After an enjoyable two hours riding the newest E-Class tram, 6003, to East Brunswick and back, I took it a third time, but only up to Swanson Street. I originally needed to go to the library, but I wasn’t going to pass up giving 6003 a full test run, even if it meant getting to the library around quarter to 11pm. After making my return to the library (and clearing a very jammed after-hours drop in the process), I stopped by Brunetti for a quick late night snack. After that, it was time to head home again. And by pure chance, it would be on tram 6003 again.
When I arrived at the stop (Swanson and Bourke), it was roughly 11:10pm and there was a fair number of people waiting. There were about to be a lot more in the area.

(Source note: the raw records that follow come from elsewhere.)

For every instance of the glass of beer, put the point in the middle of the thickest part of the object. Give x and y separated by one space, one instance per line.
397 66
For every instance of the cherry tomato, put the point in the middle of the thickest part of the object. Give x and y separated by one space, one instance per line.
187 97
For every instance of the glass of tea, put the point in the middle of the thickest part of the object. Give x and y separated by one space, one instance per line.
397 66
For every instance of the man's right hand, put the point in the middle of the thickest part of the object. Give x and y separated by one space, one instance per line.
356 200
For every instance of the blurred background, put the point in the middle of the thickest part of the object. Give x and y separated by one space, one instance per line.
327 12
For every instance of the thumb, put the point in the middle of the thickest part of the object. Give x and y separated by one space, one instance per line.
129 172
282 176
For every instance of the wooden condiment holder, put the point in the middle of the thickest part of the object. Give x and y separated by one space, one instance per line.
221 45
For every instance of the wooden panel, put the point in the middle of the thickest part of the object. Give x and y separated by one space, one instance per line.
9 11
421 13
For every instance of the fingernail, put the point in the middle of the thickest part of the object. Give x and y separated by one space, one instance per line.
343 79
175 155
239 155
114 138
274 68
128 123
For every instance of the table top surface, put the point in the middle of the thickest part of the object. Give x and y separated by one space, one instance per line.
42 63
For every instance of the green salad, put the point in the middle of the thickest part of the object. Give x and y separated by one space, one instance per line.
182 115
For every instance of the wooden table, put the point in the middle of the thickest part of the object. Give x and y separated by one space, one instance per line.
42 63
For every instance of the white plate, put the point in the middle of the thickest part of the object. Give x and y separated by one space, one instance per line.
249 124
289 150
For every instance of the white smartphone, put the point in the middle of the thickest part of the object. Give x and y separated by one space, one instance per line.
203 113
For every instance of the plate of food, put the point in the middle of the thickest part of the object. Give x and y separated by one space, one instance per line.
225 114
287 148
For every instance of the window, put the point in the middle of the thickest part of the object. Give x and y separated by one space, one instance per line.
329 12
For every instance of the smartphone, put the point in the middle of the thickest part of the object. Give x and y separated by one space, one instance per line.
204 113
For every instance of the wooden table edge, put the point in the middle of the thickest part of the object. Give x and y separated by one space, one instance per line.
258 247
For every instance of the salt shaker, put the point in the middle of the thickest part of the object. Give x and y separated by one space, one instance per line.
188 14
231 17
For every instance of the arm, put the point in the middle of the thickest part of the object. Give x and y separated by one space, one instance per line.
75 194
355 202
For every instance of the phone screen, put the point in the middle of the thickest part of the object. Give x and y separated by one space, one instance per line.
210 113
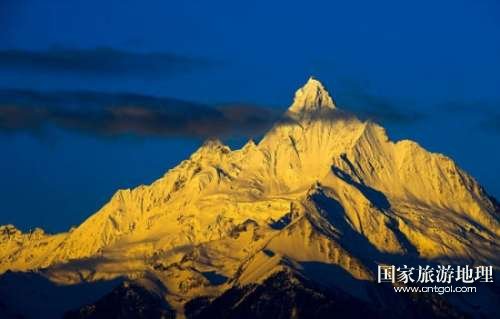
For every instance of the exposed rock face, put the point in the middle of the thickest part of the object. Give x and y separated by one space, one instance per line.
320 188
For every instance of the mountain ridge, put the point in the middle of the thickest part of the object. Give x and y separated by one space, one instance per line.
320 188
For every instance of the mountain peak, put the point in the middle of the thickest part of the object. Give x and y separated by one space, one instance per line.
312 97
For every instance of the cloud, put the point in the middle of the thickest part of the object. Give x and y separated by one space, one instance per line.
107 114
97 62
486 112
381 109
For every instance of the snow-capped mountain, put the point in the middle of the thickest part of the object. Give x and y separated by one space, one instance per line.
309 211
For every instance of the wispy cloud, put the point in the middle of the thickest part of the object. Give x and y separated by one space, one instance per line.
97 62
485 112
108 114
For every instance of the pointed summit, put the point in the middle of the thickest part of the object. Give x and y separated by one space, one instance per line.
312 97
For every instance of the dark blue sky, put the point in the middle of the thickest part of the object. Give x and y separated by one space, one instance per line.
428 70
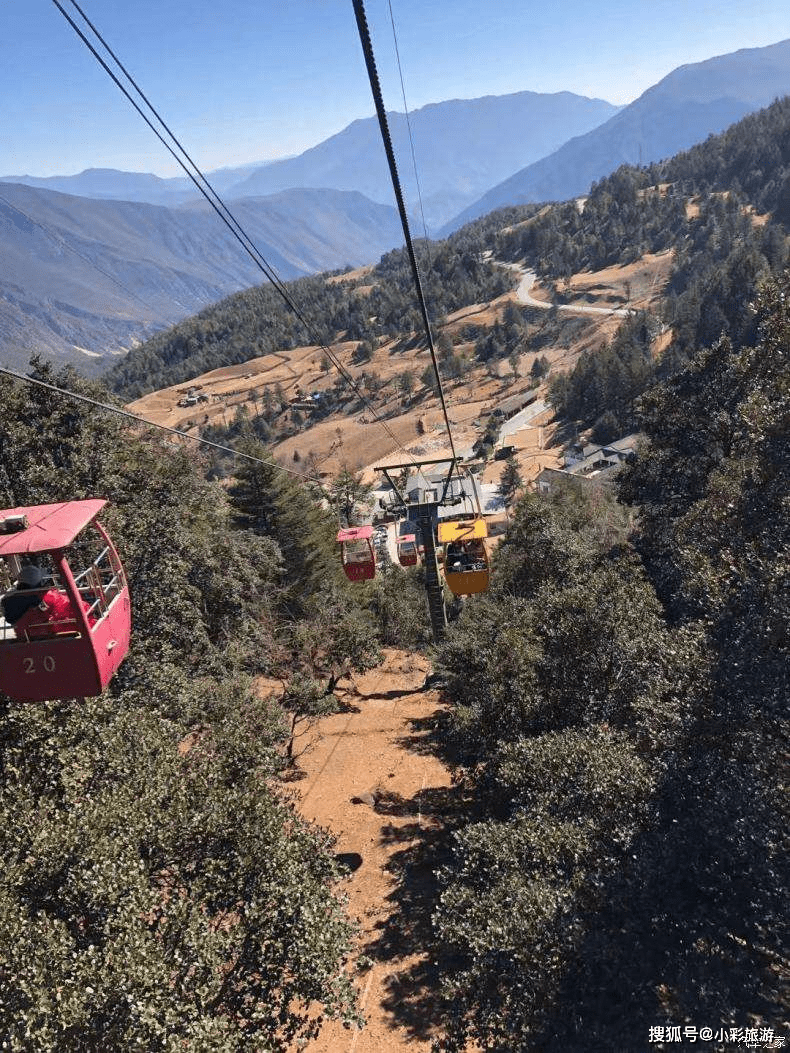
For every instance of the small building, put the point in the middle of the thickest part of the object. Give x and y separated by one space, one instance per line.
588 464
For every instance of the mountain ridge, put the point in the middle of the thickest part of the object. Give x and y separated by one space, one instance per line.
133 267
683 108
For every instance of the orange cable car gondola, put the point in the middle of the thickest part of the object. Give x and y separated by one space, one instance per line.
407 550
65 628
358 558
466 557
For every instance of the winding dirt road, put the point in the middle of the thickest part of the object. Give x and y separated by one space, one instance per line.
374 778
525 287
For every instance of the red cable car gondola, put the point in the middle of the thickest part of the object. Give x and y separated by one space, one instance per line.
74 635
359 561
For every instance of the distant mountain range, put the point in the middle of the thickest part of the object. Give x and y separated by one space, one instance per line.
95 262
115 185
691 103
462 147
83 280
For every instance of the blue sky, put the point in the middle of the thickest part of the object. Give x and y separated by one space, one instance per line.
250 80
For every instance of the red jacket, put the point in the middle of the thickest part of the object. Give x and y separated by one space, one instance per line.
53 615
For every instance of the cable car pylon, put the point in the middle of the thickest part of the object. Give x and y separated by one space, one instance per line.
422 507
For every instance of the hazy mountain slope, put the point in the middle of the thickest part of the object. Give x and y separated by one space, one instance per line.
84 278
462 146
133 185
685 107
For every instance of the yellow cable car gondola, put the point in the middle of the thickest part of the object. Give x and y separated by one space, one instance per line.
466 558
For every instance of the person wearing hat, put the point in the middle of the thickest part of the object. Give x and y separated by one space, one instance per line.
40 611
22 599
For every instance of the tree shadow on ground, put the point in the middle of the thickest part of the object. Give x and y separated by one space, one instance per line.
429 735
412 996
389 695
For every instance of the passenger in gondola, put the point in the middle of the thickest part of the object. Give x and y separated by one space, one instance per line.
17 603
45 611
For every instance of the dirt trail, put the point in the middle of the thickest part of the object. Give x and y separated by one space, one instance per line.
380 752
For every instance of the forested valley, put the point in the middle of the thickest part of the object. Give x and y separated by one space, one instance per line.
615 713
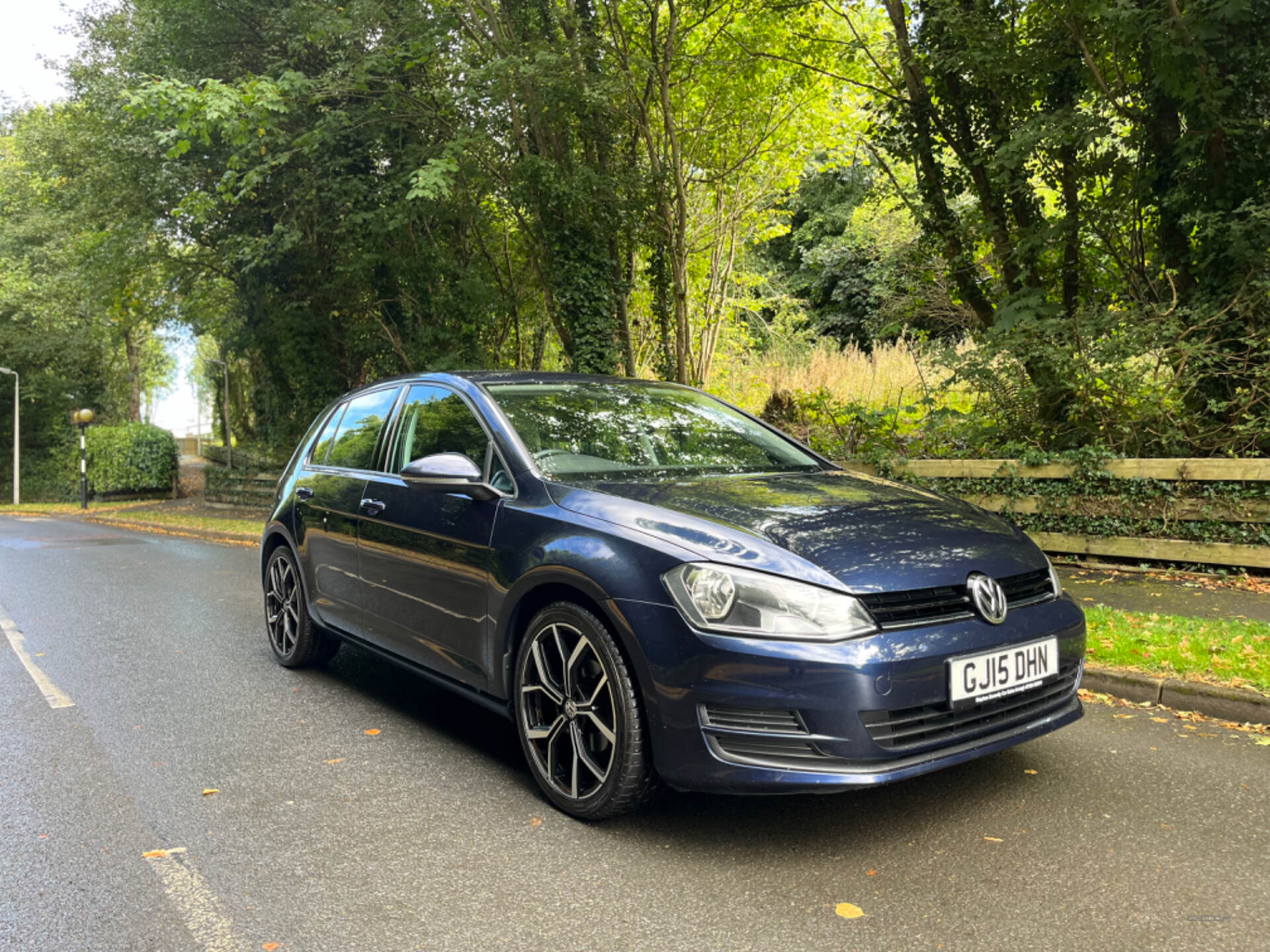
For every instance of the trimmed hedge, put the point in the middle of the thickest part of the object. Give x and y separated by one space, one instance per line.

Out of the corner of my eye, I saw someone come running along the platform, holding a curved metal pole with the end coloured white.
And then it started. The man holding the pole began running around hitting people. When he started coming towards me, I moved, and could only watch as he began hitting other people, one a man sitting on the bench at the tram stop, another, someone outside of the Starbucks, in plain view of an employee that was sweeping up and who attempted to confront him.

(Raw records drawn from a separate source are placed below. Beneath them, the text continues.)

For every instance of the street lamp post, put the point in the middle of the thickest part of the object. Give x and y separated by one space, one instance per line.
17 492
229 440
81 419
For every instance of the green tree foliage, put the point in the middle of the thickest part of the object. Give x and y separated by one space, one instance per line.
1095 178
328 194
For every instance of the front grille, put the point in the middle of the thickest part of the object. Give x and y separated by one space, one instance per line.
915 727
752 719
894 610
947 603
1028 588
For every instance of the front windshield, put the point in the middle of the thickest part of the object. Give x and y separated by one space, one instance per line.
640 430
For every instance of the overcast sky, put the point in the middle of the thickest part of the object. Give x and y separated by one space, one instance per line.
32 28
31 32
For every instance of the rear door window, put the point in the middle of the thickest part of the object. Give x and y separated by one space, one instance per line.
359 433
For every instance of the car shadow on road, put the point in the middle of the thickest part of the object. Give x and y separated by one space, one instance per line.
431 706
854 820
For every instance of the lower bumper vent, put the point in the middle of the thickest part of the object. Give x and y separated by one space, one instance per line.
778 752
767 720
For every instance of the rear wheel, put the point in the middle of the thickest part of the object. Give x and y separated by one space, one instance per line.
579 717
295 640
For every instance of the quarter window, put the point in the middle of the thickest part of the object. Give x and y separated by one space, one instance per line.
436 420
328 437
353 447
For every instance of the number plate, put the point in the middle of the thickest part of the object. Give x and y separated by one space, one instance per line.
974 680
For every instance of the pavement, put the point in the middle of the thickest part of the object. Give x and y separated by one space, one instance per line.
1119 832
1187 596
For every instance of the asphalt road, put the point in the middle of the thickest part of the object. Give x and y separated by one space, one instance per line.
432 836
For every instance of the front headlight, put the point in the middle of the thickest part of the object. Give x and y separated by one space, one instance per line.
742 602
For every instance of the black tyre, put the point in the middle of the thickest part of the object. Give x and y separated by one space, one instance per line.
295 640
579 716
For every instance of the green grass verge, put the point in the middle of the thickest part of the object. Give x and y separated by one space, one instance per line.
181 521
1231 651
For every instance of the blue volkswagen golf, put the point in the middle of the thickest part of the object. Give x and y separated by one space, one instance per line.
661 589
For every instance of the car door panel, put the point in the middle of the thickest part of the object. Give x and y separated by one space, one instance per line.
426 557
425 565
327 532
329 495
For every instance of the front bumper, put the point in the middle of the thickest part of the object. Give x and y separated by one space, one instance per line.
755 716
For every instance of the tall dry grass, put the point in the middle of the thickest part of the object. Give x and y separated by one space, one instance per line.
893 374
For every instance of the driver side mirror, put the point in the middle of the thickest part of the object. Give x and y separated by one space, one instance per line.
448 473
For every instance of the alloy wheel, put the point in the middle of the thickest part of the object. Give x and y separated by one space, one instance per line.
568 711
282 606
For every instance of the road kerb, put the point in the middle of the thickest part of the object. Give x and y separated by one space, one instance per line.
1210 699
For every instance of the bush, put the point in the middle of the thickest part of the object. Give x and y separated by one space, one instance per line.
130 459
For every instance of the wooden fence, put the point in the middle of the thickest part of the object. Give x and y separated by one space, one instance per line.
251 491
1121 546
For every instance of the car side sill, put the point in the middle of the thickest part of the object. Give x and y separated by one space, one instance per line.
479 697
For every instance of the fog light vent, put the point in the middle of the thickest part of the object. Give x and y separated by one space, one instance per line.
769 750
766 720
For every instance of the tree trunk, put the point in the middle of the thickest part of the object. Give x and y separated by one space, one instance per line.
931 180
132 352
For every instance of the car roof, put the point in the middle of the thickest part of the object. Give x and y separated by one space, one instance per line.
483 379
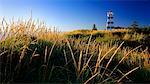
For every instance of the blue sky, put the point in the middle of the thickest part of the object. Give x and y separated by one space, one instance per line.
78 14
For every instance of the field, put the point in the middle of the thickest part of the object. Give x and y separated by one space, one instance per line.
30 52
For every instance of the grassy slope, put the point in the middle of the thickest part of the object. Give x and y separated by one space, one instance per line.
32 53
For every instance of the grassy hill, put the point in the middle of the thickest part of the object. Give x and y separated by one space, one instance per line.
32 53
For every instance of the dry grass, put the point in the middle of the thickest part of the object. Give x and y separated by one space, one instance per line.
87 56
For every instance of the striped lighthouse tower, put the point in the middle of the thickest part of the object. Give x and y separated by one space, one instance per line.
109 24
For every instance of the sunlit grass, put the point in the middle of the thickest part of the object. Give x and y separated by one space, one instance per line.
32 52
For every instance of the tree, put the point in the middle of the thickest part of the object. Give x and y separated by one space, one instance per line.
94 27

By then, it was obvious to the people nearby something was going on. A crowd began forming and I began reaching into my pocket for my phone, hoping I still had enough battery to call 000. I did. So at 11:15pm, my call began. I wasn’t aware you were connected to an operator who then connected you to either the fire brigade, police, or emergency services, so when my call connected, the first thing I said was:
“Yes, I’m at the corner of Swanson and Bourke. There’s a man running around hitting people with a metal pole.”
Operator: “Please hold for the police.”
I had to hold for about two minutes before the police finally came on the line, while the operator kept asking me to continue to hold. As I was holding, police began coming into the area.
“Police, go ahead.”
After the operator gave some string of numbers, I began explaining what was going on.
Police: “Do you know which way he was heading?”
“I think it’s East. It was towards Russell Street.”
“Do you know if anyone is in need of an ambulance? I’m updating the police in the area now.”
“Uh, not that I can see, no. But I’m not really sure.”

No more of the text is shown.